Interfacial Effects in Janus HfSSe/SnSSe van der Waals Heterostructure: Synergistic Enhancement of Optical Absorption and Thermoelectric Performance

Abstract

Two-dimensional Janus monolayers hold great promise for energy-related applications but are limited by inefficient charge separation, restricted optical absorption bandwidth and relatively high lattice thermal conductivity. One effective strategy to overcome these shortcomings is to construct van der Waals (vdW) heterostructures from distinct Janus monolayers.
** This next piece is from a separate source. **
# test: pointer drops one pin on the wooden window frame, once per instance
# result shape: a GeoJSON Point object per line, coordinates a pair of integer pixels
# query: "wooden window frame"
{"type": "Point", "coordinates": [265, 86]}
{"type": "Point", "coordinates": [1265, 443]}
This study systematically performs first-principles calculations to investigate the dual-Janus HfSSe/SnSSe vdW heterostructure. The heterostructure is thermodynamically and dynamically stable, featuring a type-II band alignment with an indirect bandgap of 0.90 eV (HSE06) and 0.91 eV (HSE06+SOC). Benefiting from intrinsic dipole synergy and efficient interlayer charge transfer with a tunneling probability (TB) of 27.05%, photogenerated carriers are spatially separated effectively. The heterostructure exhibits strong and broad-spectrum optical absorption, with a coefficient on the order of 10⁵ cm⁻¹ in the visible region and exceeding 3.0 × 10⁵ cm⁻¹ in the ultraviolet region. Thermoelectrically, it delivers a high Seebeck coefficient of 490 μV/K at 300 K and an ultralow lattice thermal conductivity of 0.31 W/m·K at 700 K, yielding a maximum thermoelectric figure of merit of 1.05 at 700 K, which outperforms the standalone Janus monolayers. The excellent optoelectronic and thermoelectric properties render the HfSSe/SnSSe heterostructure a promising multifunctional candidate for next-generation optoelectronic and thermoelectric devices, and establish a feasible design paradigm for Janus-based vdW heterostructures.